Von Schönheit, Würde und Bedrohtsein des Menschen
»Das Romantische besaß ich, das Klassische habe ich gesucht«: Große Karl-Hofer-Schau in der Kunsthalle Emden

Karl Hofers malerisches Werk erfreut sich beim Publikum anhaltender Beliebtheit. In den letzten drei Jahren zeigten Sonderschauen in Ettlingen, Kiel und Halle seine Bilder. Gegenwärtig präsentiert die idyllisch gelegene Kunsthalle im ostfriesischen Emden mit 75 Gemälden einen größeren Ausschnitt aus dem Werk Hofers (1878–1955), der als der letzte große Maler klassischer deutscher Kunst gelten kann. Seine Bilder, die eine klare, expressive Farbgebung auszeichnet, deren vereinfachende Linien bisweilen kubistisch anmuten sowie deren breitflächige Gesamtkomposition sind auch für Menschen zugänglich, die kein Studium abstrakter Malerei absolviert haben.
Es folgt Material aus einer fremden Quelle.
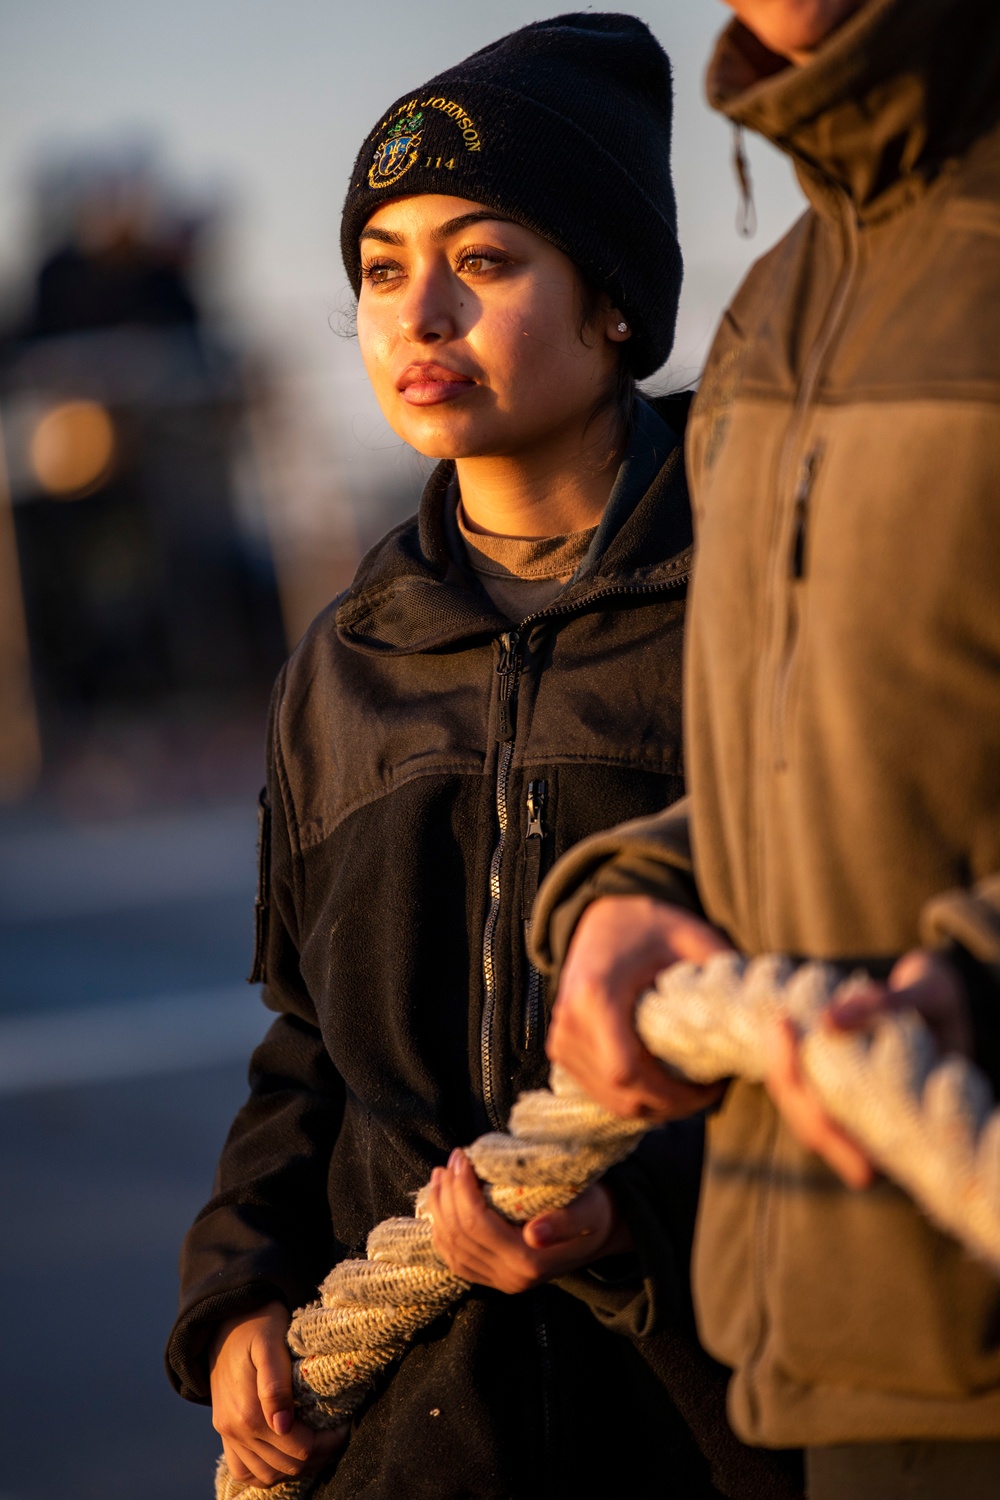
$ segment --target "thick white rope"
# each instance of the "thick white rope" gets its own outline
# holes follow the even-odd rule
[[[661,974],[636,1023],[654,1056],[693,1082],[760,1082],[766,1023],[790,1017],[830,1115],[934,1223],[1000,1273],[1000,1109],[991,1113],[989,1085],[965,1059],[938,1059],[913,1014],[886,1016],[871,1034],[822,1026],[834,993],[855,982],[824,964],[720,954]],[[610,1114],[553,1068],[550,1089],[522,1094],[509,1133],[481,1136],[467,1154],[494,1208],[519,1223],[572,1202],[647,1128]],[[367,1260],[341,1261],[319,1301],[292,1320],[296,1408],[311,1427],[346,1421],[414,1335],[468,1291],[434,1252],[423,1196],[416,1217],[378,1224]],[[244,1485],[220,1459],[216,1497],[307,1500],[316,1482]]]

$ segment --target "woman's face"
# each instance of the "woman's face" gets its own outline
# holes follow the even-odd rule
[[[621,314],[554,245],[467,198],[387,203],[361,235],[361,353],[386,420],[429,458],[526,453],[582,433],[614,378]]]

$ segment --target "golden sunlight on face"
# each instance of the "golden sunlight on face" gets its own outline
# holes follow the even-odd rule
[[[805,62],[813,48],[860,10],[864,0],[726,0],[765,47]]]
[[[430,458],[514,455],[582,428],[616,363],[579,274],[465,198],[396,199],[361,236],[358,338],[393,429]]]

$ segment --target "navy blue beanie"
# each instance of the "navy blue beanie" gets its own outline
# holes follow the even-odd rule
[[[635,16],[536,21],[398,99],[358,154],[341,248],[392,198],[446,193],[544,235],[632,327],[639,379],[670,353],[681,289],[670,62]]]

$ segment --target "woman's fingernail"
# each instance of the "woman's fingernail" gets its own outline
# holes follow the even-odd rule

Hofer zählt ähnlich wie Max Beckmann oder Oskar Kokoschka zu den Einzelgängern unter den Malern des 20. Jahrhunderts: Er gehörte keiner Richtung an und begründete keinen „-ismus“. Der Künstlergemeinschaft der „Brücke“ schloss er sich nicht an und wehrte sich dagegen, den Expressionisten zugerechnet zu werden. Hofer ging künstlerisch vollständig seinen eigenen Weg. Ein unschätzbares Glück war die Bekanntschaft mit der sehr reichen Familie des Kunstmäzens Theodor Reinhart, die ihn förderte, äußerst großzügig unterstützte und seine innere Unabhängigkeit ermöglichte.

Seine Motivwelt umfasst vor allem die Gestalt des Menschen in allen Facetten; er wurde geradezu sein ureigenstes Thema: die badende Frau, der ausgemergelte Mann in Ruinen, einsame Gestalten am kaum wärmenden Lagerfeuer, von Kleidung kaum bedeckte, einander Halt gebende „Freundinnen“ (so der Bildtitel) vor schwärzester Nacht.

Wiederkehrend hat Hofer melancholische, herbe Mädchen dargestellt. Die Gesichter haben oft harte Konturen, sind flächig abstrahiert. Seine in ihrer klassischen Komposition zeitlos wirkenden Werke stießen schon zu Hofers Lebzeiten in der Kunstwelt auf große Resonanz und verschafften ihm insbesondere in den zwanziger und dreißiger Jahren große Ausstellungserfolge. Die Figuren strahlen eine nachdenkliche Ruhe aus, niemand lacht, große Gestik oder Bewegungen kommen nicht vor.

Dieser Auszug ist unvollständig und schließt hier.